The last few years have been difficult ones for classical music in America, if by that term you mean the fortunes of the opera houses and symphony orchestras that usually symbolize “classical.” Almost everywhere you look, organizations face budget battles, cutbacks in programming, worries about the future.

As SFCV has been continually reporting, however, renewal is arriving through the back door: smaller, more mobile groups that are light on overhead and also generally do away with one or more of the rituals that define so many classical concerts. A few months ago, the readers of Greg Sandow’s blog began to weigh in on classical organizations that were “breaking the mold” in one way or another: Choice of venue, interest in new music and in popular and world music, and discarding old rituals of presentation and concert etiquette were the common themes in that series of posts. And one of the things that most impedes our getting to that place is adherence to high art ideals.

“High” art as an idea has gone through several definitions in the centuries of writings on aesthetics, but the most current usage refers to art that is the most autonomous (individual, thought-provoking). It still heavily depends on the idea of a genius author with enormous insight, grappling with the big issues of human existence. In presenting art of this sort, performers should efface themselves, to let listeners focus on the greatness of the musical work.

The classical tradition is made of entertainments seasoned occasionally with philosophy.

An immediate problem crops up with this definition, which is that it’s too restrictive: It would probably exclude Mendelssohn’s “Italian” Symphony, Ravel’s Bolero, Gershwin’s Rhapsody in Blue, Donizetti’s L’Elisir d’amore, various capriccios espagnole or italienne, all the so-called “light classics,” and much more that features dancing, slapstick, sentiment, and moonstruck romance. The classical tradition is made of entertainments seasoned occasionally with philosophy.

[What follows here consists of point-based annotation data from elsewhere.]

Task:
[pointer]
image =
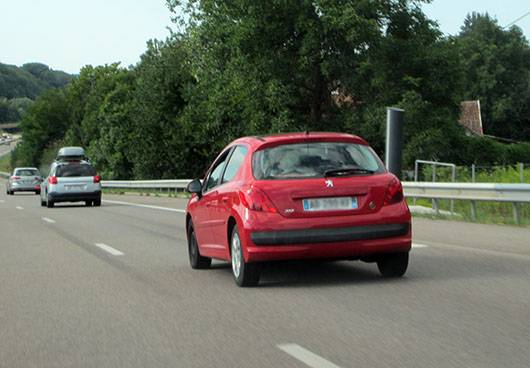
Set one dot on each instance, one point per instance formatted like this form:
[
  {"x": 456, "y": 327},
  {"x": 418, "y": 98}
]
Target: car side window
[
  {"x": 233, "y": 165},
  {"x": 215, "y": 173}
]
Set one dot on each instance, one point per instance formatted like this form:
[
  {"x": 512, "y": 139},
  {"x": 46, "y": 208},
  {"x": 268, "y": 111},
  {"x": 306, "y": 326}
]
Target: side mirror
[{"x": 194, "y": 186}]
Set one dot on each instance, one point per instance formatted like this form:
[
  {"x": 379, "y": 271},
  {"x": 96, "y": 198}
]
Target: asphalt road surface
[{"x": 111, "y": 286}]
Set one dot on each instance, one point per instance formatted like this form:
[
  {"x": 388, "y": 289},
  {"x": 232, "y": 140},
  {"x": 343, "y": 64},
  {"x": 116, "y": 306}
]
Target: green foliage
[
  {"x": 242, "y": 67},
  {"x": 496, "y": 64}
]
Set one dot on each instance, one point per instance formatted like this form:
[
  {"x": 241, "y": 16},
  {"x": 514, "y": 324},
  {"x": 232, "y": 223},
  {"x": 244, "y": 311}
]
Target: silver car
[
  {"x": 24, "y": 179},
  {"x": 72, "y": 181}
]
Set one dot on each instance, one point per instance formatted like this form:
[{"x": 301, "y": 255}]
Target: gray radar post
[{"x": 394, "y": 140}]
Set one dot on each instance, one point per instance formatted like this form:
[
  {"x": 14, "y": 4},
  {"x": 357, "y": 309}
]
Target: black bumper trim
[
  {"x": 74, "y": 197},
  {"x": 328, "y": 235}
]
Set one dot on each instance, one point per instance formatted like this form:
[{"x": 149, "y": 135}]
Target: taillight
[
  {"x": 255, "y": 199},
  {"x": 394, "y": 193}
]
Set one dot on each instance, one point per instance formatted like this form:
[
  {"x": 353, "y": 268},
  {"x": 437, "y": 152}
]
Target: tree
[
  {"x": 162, "y": 145},
  {"x": 264, "y": 67}
]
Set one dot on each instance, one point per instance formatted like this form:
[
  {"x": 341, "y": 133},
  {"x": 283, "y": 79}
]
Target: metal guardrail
[
  {"x": 492, "y": 192},
  {"x": 469, "y": 191},
  {"x": 146, "y": 184},
  {"x": 459, "y": 191}
]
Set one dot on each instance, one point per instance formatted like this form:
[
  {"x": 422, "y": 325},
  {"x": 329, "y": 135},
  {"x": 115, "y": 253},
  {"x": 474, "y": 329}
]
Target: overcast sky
[{"x": 69, "y": 34}]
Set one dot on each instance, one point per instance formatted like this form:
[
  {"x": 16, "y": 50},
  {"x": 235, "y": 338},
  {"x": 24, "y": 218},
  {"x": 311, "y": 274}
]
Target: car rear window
[
  {"x": 65, "y": 171},
  {"x": 315, "y": 160},
  {"x": 27, "y": 172}
]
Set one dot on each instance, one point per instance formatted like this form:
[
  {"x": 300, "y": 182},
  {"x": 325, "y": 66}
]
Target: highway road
[{"x": 112, "y": 287}]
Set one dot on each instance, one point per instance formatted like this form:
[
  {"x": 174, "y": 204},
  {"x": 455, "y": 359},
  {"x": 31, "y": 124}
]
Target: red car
[{"x": 297, "y": 196}]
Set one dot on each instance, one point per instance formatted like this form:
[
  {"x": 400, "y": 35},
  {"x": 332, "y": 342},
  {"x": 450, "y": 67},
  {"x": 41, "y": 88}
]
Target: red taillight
[
  {"x": 394, "y": 194},
  {"x": 255, "y": 199}
]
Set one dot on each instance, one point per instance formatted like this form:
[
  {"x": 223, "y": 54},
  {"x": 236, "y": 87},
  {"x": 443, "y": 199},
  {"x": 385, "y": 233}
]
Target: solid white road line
[
  {"x": 111, "y": 250},
  {"x": 146, "y": 206},
  {"x": 305, "y": 356}
]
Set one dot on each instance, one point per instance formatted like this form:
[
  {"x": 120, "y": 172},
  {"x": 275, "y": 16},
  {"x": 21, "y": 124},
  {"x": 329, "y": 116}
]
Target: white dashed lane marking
[
  {"x": 305, "y": 356},
  {"x": 146, "y": 206},
  {"x": 110, "y": 250}
]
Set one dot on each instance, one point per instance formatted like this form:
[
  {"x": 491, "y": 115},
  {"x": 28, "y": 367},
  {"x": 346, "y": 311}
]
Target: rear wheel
[
  {"x": 245, "y": 274},
  {"x": 196, "y": 260},
  {"x": 393, "y": 264}
]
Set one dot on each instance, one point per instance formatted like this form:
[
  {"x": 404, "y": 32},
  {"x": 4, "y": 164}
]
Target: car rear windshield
[
  {"x": 65, "y": 171},
  {"x": 27, "y": 172},
  {"x": 315, "y": 160}
]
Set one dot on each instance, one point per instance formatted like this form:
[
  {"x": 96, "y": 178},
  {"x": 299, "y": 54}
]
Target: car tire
[
  {"x": 394, "y": 264},
  {"x": 245, "y": 274},
  {"x": 197, "y": 261}
]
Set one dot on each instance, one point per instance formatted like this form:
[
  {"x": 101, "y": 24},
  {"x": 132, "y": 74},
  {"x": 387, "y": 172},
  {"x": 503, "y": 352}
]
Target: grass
[{"x": 5, "y": 166}]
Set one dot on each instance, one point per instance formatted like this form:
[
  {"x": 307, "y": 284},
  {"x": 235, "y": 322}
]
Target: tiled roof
[{"x": 471, "y": 117}]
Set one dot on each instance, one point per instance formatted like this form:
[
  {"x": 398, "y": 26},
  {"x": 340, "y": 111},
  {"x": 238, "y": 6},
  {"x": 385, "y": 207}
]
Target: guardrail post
[
  {"x": 516, "y": 212},
  {"x": 394, "y": 140}
]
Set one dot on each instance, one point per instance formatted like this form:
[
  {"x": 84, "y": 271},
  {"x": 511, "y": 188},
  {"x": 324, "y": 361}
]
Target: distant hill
[
  {"x": 20, "y": 86},
  {"x": 29, "y": 80}
]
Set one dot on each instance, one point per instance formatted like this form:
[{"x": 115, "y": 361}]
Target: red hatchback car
[{"x": 298, "y": 196}]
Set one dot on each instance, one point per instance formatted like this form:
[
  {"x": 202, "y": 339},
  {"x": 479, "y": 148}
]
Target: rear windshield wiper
[{"x": 348, "y": 171}]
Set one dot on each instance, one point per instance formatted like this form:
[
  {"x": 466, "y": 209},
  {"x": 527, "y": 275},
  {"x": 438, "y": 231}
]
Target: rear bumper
[
  {"x": 24, "y": 188},
  {"x": 329, "y": 235},
  {"x": 270, "y": 238},
  {"x": 74, "y": 197}
]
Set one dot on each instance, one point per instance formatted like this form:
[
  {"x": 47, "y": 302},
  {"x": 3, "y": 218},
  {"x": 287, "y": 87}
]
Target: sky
[{"x": 69, "y": 34}]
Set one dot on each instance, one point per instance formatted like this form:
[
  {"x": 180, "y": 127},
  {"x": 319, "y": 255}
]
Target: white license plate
[
  {"x": 330, "y": 204},
  {"x": 74, "y": 187}
]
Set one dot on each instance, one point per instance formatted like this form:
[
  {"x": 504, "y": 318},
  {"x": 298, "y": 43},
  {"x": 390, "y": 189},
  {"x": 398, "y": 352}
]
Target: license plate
[
  {"x": 330, "y": 204},
  {"x": 74, "y": 187}
]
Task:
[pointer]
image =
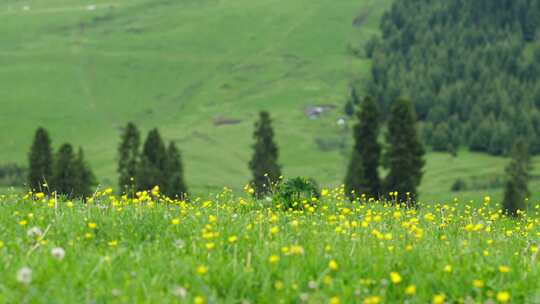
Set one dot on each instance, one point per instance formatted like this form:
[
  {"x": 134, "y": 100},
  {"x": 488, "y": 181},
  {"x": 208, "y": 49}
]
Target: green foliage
[
  {"x": 65, "y": 174},
  {"x": 151, "y": 72},
  {"x": 128, "y": 157},
  {"x": 362, "y": 174},
  {"x": 517, "y": 190},
  {"x": 294, "y": 193},
  {"x": 404, "y": 154},
  {"x": 176, "y": 186},
  {"x": 85, "y": 180},
  {"x": 349, "y": 108},
  {"x": 459, "y": 185},
  {"x": 264, "y": 163},
  {"x": 12, "y": 175},
  {"x": 40, "y": 160},
  {"x": 153, "y": 165},
  {"x": 476, "y": 61}
]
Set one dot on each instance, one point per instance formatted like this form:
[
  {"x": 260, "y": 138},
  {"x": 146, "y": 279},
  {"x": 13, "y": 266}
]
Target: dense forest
[{"x": 472, "y": 68}]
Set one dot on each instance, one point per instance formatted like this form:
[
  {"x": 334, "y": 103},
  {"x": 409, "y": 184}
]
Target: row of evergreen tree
[
  {"x": 403, "y": 156},
  {"x": 155, "y": 165},
  {"x": 65, "y": 172}
]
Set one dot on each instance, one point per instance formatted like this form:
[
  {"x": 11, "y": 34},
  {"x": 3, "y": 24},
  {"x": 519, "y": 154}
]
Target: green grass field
[
  {"x": 231, "y": 249},
  {"x": 180, "y": 65}
]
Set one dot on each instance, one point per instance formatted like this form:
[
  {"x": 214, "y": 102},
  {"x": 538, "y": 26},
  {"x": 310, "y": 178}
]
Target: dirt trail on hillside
[{"x": 30, "y": 11}]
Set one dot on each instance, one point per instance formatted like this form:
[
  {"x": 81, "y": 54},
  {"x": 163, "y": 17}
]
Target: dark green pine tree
[
  {"x": 40, "y": 160},
  {"x": 85, "y": 178},
  {"x": 264, "y": 164},
  {"x": 176, "y": 186},
  {"x": 65, "y": 173},
  {"x": 128, "y": 157},
  {"x": 152, "y": 167},
  {"x": 363, "y": 171},
  {"x": 404, "y": 154},
  {"x": 517, "y": 174}
]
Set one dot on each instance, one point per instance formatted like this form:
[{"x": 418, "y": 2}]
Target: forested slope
[{"x": 471, "y": 67}]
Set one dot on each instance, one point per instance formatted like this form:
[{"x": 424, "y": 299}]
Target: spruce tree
[
  {"x": 65, "y": 173},
  {"x": 175, "y": 173},
  {"x": 128, "y": 157},
  {"x": 40, "y": 160},
  {"x": 517, "y": 172},
  {"x": 85, "y": 178},
  {"x": 152, "y": 167},
  {"x": 363, "y": 172},
  {"x": 264, "y": 166},
  {"x": 404, "y": 154}
]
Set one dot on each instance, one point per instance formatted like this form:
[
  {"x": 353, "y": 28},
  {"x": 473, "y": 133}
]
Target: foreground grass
[{"x": 233, "y": 249}]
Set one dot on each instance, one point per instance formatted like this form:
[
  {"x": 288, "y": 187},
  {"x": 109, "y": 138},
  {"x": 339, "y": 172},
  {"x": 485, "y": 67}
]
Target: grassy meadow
[
  {"x": 179, "y": 66},
  {"x": 232, "y": 249},
  {"x": 83, "y": 69}
]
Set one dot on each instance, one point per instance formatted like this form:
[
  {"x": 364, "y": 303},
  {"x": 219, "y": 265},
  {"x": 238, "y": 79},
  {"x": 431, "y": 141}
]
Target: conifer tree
[
  {"x": 363, "y": 172},
  {"x": 175, "y": 172},
  {"x": 517, "y": 174},
  {"x": 85, "y": 178},
  {"x": 404, "y": 154},
  {"x": 40, "y": 160},
  {"x": 64, "y": 179},
  {"x": 152, "y": 167},
  {"x": 264, "y": 166},
  {"x": 128, "y": 157}
]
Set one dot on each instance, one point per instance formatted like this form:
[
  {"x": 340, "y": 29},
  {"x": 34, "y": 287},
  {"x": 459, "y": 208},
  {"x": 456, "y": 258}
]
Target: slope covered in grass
[
  {"x": 231, "y": 249},
  {"x": 85, "y": 68}
]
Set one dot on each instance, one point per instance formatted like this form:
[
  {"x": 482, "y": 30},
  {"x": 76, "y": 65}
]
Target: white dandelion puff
[
  {"x": 58, "y": 253},
  {"x": 34, "y": 232},
  {"x": 24, "y": 275}
]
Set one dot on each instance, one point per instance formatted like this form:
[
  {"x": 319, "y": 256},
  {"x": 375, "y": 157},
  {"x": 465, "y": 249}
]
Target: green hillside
[
  {"x": 83, "y": 69},
  {"x": 180, "y": 65}
]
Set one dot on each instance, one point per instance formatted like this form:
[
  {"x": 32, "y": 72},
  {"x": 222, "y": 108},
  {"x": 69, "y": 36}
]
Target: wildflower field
[{"x": 231, "y": 249}]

You can try to liberalize the definition — for example, by declaring that classical music’s complexity and craft qualify it generally as high art, while other music is too simplistic to stimulate our brains. But this definition is significantly compromised by modern neurological studies and in the generally observed phenomenon that quite a lot of great classical musicians, not to mention numbers of eminent composers, think of great “popular art” musicians as their equals. (See a related story.) If highly trained musicians don’t believe in the “complexity divide” and, in fact, “cross over” all the time themselves, then it’s not easy to maintain intrinsic value differences between “pop” and classical — you end up simply comparing unlike traditions and stating a preference.

Most of us are looking for an emotional connection, a hit of adrenaline, indulgence in fantasy, an experience that resonates with our lives.

Many works with high cultural prestige violate the implicit and explicit rules of high art: Think of Charles Dickens’ Christmas Carol. His little prefatory statement — “I have endeavoured in this Ghostly little book, to raise the Ghost of an Idea, which shall not put my readers out of humour with themselves, with each other, with the season, or with me. May it haunt their houses pleasantly, and no one wish to lay it” — emphasizes entertainment over the message that, in the text, the author delivers with a heavy hand and much sententiousness. Dickens was exactly right: We love this great story for itself, not for the improvement it has made in our minds. Scrooge’s nephew says as much, arguing for the value of Christmas: “There are many things from which I might have derived good, by which I have not profited, I dare say.”

In the end, the biggest problem with “high art” is that it is irrelevant to the way most of us approach culture. Most of us are looking for an emotional connection, a hit of adrenaline, indulgence in fantasy, an experience that resonates with our lives as we live them — that’s entertainment, in the wide sense of the word. Sometimes we can get that by contemplating sublime things and the deep-set psychology of human beings, and sometimes we can get it by cutting a rug.

When classical music presenters think about the value of their productions, they need to proceed from this idea of entertainment, rather than from the notion that their core audience is made up of superior human beings who are willing to forgo entertainment for enlightenment. Many of the musicians and executive directors I’ve talked to already think in this fashion, asking the question where that entertainment value is coming from, not only whether the music will be satisfactory. And if that means that “high art” distinctions are driven out of critical discourse, so much the better.